Nous partions à l’aventure à chaque fin d’année. Et quelle aventure ! Une semaine, entière, tous les cinq, pour fêter Noël avec nos si lointains cousins ! Il fallait se rendre à l’aéroport, quitter Tours où nous habitions, rejoindre Paris, les lumières, le monde, la foule ! C’était notre grand-père, que nous appelions Pépi, qui nous conduisait dans sa grosse et puissante voiture. Le voyage commençait ! L’avion décollait bientôt.
Monastir arrive !
Quelle ville ! Quelle beauté ces paysages naturels, vifs, poussiéreux mais toujours étincelants et ensoleillés même en cet hiver gris que nous venions de laisser derrière nous !
Nous retrouvions-là notre oncle, grand par la taille, savant aux cheveux ébouriffés, professeur à la Faculté, chercheur, il était même docteur, comme notre père, sauf que lui, soignait… les mathématiques ! Mais comment faisait-il donc ? Comment peut-on bien soigner les mathématiques ? Et il pouvait d’un moment à l’autre s’arrêter, même au milieu du joyeux brouhaha incessant que nous produisions tous les enfants, pour se poser, se mettre à penser, réfléchir, écrire et écrire encore des lignes de chiffres, de sigles compréhensibles de lui seul ! Ma tante, toujours afférée dans la belle maison, à entretenir, à cuisiner encore et encore ces plats magiques et inconnus de nos papilles dont le souvenir persistera à jamais ! Et nos trois cousins, Jérémie, Clément et Anatole ! Tout autant bruns que nous étions blonds ! Tout autant garçons, mecs, que mes sœurs étaient filles ! Depuis cet été où nous nous étions quittés sur les bords d’une autre plage océanique celle-ci, enfin, nous nous retrouvions ! Quelle joie ! Le BONHEUR, insouciant, éternel.
Nous jouions. Ensemble. Partout. Tout le temps.

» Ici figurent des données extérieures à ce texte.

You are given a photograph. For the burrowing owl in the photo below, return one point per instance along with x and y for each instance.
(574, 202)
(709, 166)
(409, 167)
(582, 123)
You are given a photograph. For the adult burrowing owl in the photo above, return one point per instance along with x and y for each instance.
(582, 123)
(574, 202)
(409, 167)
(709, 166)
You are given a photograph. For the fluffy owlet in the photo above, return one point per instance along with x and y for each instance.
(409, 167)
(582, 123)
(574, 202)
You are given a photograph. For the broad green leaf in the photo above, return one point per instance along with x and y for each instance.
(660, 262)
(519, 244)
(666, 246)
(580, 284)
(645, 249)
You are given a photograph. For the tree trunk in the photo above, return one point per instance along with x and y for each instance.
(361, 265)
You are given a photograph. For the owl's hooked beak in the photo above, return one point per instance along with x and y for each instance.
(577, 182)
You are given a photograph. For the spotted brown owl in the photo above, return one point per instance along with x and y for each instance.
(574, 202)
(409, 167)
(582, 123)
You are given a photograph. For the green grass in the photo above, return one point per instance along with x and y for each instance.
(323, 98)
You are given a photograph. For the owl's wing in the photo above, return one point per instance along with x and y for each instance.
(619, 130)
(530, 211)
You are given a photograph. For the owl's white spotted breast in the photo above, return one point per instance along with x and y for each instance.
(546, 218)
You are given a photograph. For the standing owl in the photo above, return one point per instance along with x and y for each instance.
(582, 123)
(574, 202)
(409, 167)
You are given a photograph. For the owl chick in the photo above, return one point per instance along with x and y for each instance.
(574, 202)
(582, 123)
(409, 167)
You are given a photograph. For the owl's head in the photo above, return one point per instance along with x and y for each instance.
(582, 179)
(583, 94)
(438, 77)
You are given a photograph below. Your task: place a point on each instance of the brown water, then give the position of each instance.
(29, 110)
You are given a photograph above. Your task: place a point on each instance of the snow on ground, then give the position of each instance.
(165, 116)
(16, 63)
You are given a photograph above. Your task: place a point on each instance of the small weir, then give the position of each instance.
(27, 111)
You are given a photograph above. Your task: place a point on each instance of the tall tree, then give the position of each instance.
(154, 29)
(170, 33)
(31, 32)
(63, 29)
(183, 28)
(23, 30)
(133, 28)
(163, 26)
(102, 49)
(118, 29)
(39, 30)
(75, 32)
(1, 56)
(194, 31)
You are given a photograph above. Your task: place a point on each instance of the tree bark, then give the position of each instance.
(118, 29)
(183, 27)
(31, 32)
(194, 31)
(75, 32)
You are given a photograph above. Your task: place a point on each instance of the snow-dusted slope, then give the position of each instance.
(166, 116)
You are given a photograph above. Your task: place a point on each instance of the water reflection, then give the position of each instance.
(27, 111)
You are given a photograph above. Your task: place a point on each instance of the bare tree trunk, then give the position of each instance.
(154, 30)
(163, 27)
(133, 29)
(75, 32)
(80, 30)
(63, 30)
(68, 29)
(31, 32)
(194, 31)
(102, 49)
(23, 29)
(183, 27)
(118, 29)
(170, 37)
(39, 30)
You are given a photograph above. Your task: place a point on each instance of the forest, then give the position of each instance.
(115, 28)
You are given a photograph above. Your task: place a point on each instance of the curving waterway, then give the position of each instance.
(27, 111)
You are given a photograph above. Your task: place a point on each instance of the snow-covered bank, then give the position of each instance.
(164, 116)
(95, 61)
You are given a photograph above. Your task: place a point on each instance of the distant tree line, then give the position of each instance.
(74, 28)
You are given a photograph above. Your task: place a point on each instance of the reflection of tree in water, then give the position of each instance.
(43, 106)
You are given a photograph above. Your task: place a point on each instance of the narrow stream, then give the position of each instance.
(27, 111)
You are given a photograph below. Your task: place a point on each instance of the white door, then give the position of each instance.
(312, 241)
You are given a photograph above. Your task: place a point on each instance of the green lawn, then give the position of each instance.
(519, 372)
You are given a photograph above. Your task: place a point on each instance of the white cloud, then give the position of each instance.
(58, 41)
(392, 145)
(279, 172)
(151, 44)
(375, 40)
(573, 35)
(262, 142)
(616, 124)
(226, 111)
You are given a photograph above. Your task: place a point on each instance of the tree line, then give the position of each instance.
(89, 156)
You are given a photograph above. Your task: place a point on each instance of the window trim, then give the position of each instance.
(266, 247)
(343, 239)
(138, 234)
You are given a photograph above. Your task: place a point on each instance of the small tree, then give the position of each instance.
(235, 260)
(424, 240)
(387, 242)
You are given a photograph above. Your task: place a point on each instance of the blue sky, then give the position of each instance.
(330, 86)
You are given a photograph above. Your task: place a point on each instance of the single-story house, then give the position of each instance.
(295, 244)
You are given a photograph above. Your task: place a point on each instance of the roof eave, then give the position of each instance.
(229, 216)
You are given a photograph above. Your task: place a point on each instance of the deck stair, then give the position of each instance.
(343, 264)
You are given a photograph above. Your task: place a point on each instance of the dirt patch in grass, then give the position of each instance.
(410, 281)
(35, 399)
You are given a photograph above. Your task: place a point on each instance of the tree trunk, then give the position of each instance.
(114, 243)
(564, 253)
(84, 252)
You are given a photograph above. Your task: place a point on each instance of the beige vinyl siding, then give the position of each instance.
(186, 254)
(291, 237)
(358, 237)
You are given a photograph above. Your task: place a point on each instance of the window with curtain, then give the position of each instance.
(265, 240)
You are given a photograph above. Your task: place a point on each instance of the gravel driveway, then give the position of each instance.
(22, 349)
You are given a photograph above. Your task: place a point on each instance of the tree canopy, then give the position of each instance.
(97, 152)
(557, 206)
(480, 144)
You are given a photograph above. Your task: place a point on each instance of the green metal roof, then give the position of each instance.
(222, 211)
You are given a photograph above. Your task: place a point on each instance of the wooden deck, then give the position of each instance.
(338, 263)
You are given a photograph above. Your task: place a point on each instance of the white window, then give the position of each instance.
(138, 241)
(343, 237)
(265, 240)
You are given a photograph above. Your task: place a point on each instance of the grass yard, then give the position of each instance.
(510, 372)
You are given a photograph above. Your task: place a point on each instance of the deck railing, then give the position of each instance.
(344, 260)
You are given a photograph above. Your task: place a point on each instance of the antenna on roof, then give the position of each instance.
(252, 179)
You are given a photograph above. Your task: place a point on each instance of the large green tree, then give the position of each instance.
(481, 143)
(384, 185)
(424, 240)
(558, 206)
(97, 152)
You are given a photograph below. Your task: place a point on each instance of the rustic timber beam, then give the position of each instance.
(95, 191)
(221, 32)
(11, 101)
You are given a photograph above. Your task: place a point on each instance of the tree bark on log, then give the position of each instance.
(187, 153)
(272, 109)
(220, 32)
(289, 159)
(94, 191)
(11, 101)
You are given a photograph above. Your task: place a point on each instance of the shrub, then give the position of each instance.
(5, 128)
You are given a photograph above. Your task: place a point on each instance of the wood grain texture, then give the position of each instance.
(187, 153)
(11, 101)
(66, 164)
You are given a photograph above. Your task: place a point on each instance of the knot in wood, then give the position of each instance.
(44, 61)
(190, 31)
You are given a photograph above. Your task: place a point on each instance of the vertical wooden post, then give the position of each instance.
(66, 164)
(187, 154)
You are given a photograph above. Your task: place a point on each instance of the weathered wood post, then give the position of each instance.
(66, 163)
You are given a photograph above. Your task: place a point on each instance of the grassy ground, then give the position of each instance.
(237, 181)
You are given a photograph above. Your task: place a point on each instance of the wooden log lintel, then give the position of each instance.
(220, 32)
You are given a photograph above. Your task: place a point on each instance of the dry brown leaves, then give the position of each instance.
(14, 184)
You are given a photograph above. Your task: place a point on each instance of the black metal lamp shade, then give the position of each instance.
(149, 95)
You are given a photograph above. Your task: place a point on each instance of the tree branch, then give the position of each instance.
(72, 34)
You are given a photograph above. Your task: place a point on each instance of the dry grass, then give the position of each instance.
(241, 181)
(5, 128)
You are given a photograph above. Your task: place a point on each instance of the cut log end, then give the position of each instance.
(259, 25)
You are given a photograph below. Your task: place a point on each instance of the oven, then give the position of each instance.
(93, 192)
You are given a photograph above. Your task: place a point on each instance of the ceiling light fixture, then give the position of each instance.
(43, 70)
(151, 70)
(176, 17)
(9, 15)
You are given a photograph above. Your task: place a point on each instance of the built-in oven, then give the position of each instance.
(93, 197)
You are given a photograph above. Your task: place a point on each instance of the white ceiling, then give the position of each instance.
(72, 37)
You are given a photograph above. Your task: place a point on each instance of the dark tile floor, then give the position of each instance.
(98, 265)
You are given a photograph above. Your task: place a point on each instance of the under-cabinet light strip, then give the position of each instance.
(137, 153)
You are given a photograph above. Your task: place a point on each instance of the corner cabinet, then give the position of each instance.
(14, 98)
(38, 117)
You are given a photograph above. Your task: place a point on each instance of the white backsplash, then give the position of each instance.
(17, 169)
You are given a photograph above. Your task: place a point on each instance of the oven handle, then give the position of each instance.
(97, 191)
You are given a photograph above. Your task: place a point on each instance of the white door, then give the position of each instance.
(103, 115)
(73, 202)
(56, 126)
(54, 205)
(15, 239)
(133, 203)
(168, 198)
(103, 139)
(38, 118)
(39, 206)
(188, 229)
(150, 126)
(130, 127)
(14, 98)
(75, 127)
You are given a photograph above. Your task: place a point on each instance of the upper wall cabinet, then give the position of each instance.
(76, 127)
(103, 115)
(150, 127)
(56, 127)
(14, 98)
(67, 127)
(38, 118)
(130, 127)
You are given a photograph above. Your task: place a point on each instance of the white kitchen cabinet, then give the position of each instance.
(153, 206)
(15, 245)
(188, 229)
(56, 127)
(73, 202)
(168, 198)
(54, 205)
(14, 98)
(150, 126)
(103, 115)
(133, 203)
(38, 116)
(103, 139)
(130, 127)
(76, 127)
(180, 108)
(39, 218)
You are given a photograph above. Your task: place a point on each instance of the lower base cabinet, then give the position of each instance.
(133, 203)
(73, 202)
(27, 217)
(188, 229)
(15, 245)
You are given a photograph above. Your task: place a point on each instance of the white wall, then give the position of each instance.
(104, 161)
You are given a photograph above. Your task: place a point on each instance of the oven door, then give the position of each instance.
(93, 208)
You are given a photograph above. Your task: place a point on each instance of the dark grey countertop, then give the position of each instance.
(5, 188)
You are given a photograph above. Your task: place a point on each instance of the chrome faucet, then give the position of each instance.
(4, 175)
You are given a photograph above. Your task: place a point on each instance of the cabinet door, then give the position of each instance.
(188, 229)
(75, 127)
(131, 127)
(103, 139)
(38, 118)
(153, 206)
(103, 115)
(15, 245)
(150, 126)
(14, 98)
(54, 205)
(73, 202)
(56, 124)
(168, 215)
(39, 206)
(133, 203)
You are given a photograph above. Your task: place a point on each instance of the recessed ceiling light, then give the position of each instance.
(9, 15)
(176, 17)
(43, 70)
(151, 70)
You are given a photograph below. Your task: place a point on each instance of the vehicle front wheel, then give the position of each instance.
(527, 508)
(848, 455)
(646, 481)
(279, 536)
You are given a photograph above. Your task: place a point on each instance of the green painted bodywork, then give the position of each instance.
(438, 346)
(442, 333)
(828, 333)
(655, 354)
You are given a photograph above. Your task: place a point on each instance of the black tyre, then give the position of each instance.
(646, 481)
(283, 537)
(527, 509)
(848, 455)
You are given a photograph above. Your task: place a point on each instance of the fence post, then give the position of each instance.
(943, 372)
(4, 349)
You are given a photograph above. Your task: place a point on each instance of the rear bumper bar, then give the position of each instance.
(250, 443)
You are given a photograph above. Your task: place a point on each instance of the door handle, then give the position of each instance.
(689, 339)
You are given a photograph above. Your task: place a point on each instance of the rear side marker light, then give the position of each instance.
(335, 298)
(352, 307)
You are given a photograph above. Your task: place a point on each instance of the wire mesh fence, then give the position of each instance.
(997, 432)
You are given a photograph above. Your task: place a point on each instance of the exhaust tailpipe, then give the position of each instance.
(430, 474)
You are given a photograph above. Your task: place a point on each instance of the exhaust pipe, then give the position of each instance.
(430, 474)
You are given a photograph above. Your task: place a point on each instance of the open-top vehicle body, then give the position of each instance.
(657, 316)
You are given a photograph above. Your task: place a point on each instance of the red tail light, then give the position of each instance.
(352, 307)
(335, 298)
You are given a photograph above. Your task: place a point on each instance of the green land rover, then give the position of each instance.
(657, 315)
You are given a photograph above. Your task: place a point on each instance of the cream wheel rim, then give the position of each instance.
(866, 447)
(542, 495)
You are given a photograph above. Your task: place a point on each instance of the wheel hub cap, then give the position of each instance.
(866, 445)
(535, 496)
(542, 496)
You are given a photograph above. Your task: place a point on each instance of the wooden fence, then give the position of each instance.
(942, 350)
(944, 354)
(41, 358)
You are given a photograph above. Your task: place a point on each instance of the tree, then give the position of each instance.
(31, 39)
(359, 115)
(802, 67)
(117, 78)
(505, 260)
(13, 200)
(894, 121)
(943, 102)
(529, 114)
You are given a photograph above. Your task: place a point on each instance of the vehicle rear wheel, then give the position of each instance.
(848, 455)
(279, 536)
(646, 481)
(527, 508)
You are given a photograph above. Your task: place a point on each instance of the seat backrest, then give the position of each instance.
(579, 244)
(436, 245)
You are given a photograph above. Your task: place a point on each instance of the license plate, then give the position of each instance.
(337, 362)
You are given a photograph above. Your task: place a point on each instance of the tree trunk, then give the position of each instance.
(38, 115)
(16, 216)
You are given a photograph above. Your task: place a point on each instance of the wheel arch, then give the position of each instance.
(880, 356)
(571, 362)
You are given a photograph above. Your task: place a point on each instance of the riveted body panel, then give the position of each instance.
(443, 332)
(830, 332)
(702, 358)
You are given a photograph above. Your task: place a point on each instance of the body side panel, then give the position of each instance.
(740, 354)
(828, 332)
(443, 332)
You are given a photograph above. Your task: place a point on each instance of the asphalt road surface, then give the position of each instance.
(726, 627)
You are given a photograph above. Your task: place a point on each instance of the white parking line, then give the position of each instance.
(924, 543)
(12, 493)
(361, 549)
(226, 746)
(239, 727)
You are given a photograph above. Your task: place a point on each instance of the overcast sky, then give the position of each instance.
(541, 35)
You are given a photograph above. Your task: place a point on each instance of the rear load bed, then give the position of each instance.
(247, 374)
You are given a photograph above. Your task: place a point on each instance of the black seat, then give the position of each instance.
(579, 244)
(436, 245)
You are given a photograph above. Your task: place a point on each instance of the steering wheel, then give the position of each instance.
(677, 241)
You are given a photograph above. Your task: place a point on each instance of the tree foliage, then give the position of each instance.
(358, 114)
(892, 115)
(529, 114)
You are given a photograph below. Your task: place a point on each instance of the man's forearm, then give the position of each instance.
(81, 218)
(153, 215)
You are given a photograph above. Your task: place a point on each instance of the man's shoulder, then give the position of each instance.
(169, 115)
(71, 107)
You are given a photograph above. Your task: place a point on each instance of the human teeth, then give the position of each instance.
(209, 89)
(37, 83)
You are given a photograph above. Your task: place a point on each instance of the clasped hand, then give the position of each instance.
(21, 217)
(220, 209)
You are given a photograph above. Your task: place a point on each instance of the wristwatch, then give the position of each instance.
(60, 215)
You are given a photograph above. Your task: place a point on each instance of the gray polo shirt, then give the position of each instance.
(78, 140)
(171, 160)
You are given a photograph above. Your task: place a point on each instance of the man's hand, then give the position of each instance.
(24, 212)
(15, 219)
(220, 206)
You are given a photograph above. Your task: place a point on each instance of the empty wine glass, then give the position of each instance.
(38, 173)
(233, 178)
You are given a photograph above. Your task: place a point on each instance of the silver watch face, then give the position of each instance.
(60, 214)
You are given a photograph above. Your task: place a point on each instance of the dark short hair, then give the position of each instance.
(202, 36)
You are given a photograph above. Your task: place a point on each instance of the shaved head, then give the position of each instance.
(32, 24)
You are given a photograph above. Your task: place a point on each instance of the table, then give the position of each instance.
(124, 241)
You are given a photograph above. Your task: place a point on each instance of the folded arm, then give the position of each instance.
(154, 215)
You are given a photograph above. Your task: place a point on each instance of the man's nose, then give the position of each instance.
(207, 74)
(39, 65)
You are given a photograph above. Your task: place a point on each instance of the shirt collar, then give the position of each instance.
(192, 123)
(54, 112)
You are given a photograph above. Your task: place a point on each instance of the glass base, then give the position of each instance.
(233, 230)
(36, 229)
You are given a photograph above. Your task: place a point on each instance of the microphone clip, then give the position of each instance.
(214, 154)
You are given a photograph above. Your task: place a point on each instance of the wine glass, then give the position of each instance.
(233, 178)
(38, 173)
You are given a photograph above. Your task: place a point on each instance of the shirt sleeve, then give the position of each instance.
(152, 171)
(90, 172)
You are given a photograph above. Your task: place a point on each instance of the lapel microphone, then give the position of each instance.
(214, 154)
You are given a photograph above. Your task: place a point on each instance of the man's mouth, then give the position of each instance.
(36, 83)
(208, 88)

La maison de couleur jaune pastel et blanc immaculé à l’intérieur, son jardin, les clémentines que nous prenions dans l’arbre… Elle n’était pas comme nos maisons cette maison, oh que non ! Ouverte, légère, aérée, les murs lisses, le sol froid, les fenêtres sans volet… Chaque pièce était pour nous terrain de jeux. Le jardin devenait l’exploration du monde. Nos figurines de la « Guerre des étoiles » devenaient des héros entre nos mains expertes ! Et Mounira, qui était toujours là. Que de ménage n’avait-elle à faire, à cause de nous parfois ; elle est depuis devenue une amie de la famille ! C’est Mounira qui a appris à ma tante à faire le couscous, le VRAI, le familial : « L’incomparable et fameux couscous de ma tante Chantal » !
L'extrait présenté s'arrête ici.